Moving forward with the push to consider contractors as extensions of the operator’s workforce, this barrier needs to come down so that sufficient and reliable information may flow freely between operators and contractors. The shared environment allows the operator in corporate offices and in the field with the contractors to make safe and critical decisions.

To accomplish this IT system, operators and contractors must be able to convert data into actionable insights that enable tough decisions to be made with rational information. This creates better, faster and safer decisions that significantly improve contractor safety performance, regardless of the regulatory environment.

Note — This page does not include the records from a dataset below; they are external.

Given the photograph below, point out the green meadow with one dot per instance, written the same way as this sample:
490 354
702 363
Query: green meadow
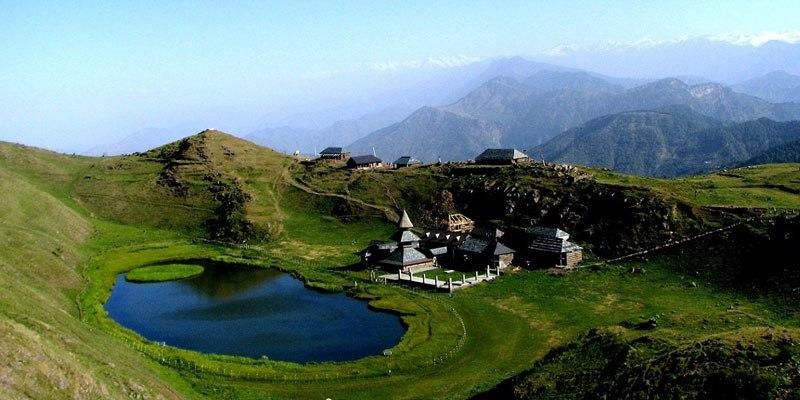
70 225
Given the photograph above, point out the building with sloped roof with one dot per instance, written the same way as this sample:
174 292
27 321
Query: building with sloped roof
406 161
407 255
501 157
482 248
334 154
364 162
551 247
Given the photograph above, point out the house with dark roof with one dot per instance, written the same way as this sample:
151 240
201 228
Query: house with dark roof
404 253
501 157
551 247
406 161
482 247
364 162
442 245
334 154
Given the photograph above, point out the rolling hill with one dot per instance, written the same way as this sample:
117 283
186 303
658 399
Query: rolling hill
673 141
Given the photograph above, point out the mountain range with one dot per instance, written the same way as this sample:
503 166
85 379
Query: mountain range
669 142
526 113
776 86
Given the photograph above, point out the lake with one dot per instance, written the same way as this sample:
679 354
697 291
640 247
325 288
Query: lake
253 313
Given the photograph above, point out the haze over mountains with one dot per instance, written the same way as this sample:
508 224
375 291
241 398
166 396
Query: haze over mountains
672 141
747 64
682 124
527 113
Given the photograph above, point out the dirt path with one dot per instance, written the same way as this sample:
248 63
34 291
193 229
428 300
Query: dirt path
389 213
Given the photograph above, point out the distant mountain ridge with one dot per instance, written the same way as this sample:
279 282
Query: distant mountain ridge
528 113
776 86
785 153
669 142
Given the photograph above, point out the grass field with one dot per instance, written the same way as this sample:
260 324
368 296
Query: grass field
66 237
165 272
763 186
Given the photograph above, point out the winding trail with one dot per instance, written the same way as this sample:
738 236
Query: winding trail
390 214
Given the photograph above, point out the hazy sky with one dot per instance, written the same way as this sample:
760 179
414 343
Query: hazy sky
73 73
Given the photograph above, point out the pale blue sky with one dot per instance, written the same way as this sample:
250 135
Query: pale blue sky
74 71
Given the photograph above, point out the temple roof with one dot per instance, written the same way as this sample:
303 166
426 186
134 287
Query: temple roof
405 256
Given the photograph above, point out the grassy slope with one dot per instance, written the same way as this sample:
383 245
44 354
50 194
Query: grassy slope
47 352
161 273
508 325
763 186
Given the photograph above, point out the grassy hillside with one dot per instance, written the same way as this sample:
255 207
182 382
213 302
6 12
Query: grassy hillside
47 351
762 186
73 223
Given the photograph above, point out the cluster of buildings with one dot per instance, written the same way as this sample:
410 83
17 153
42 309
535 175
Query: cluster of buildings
488 157
462 246
365 161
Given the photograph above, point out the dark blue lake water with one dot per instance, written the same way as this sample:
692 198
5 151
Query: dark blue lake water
253 313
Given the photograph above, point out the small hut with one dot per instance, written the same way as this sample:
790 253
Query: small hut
551 247
501 157
406 161
406 256
459 223
333 154
482 248
364 162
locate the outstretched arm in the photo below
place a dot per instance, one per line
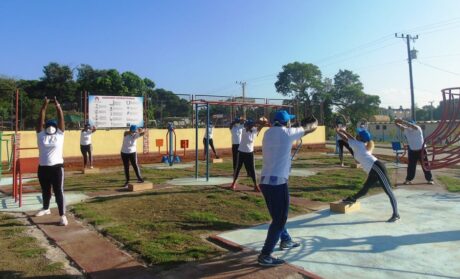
(41, 116)
(60, 115)
(344, 134)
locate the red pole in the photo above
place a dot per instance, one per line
(17, 108)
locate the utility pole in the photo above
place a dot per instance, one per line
(243, 87)
(410, 55)
(431, 110)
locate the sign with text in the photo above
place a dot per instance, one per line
(115, 111)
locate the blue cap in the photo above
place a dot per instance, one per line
(283, 116)
(364, 134)
(51, 123)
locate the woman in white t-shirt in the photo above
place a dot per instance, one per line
(129, 152)
(86, 146)
(246, 152)
(362, 147)
(50, 140)
(209, 133)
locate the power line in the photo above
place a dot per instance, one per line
(439, 69)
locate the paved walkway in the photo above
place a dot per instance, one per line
(425, 243)
(95, 255)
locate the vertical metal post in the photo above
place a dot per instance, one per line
(207, 141)
(196, 141)
(412, 108)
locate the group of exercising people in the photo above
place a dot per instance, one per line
(276, 151)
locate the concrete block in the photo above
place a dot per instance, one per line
(93, 170)
(342, 207)
(134, 186)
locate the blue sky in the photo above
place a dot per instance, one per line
(204, 46)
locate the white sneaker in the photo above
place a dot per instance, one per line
(43, 212)
(63, 221)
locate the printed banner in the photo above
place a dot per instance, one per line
(115, 111)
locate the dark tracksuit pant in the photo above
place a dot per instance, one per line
(234, 155)
(86, 151)
(343, 144)
(52, 177)
(277, 200)
(130, 157)
(379, 174)
(414, 157)
(211, 143)
(246, 158)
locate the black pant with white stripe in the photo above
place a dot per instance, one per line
(235, 155)
(246, 158)
(343, 144)
(52, 177)
(379, 174)
(415, 156)
(131, 157)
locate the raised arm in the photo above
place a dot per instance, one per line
(41, 116)
(344, 134)
(60, 115)
(309, 124)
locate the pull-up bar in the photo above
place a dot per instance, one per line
(207, 104)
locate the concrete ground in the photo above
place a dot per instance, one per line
(425, 243)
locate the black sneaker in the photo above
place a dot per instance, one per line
(289, 244)
(267, 260)
(349, 200)
(394, 218)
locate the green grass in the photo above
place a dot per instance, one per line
(166, 227)
(452, 184)
(21, 255)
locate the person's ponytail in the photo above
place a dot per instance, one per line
(370, 146)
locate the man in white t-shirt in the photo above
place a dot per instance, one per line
(416, 152)
(276, 151)
(50, 141)
(236, 129)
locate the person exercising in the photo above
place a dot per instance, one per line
(50, 140)
(86, 146)
(129, 152)
(414, 136)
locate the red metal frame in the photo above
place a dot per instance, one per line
(443, 145)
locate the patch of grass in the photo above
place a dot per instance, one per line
(451, 183)
(21, 254)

Figure 4 provides an example of the types of information needed for generating actionable insights for the operators and contractors.

contractor4

For this to work, shared information must become a key aspect of the culture established in the shared environment between operators and contractors. As the midstream industry evolves, it will no longer be sufficient to exchange information limited to regulatory requirements.

The complexity of midstream systems continues to increase as the industry evolves. Therefore, the ability to make good, safe decisions that transcend regulations requires a technology ecosystem readily accessible to operators and contractors that deliver actionable insights.

Conclusion

Competition and pressures from environmental organizations, communities and industry bodies will ultimately require better and safer operations that include operators and contractors as part of the same workforce. This will require contractor-management programs to have significant input into the establishment of a shared environment that promotes a common culture between operators and contractors.

To regulation-proof this environment, operators and contractors will need to establish and maintain cultures that go above and beyond regulations and set precedents that adaptability and good habits for safety of operations are paramount.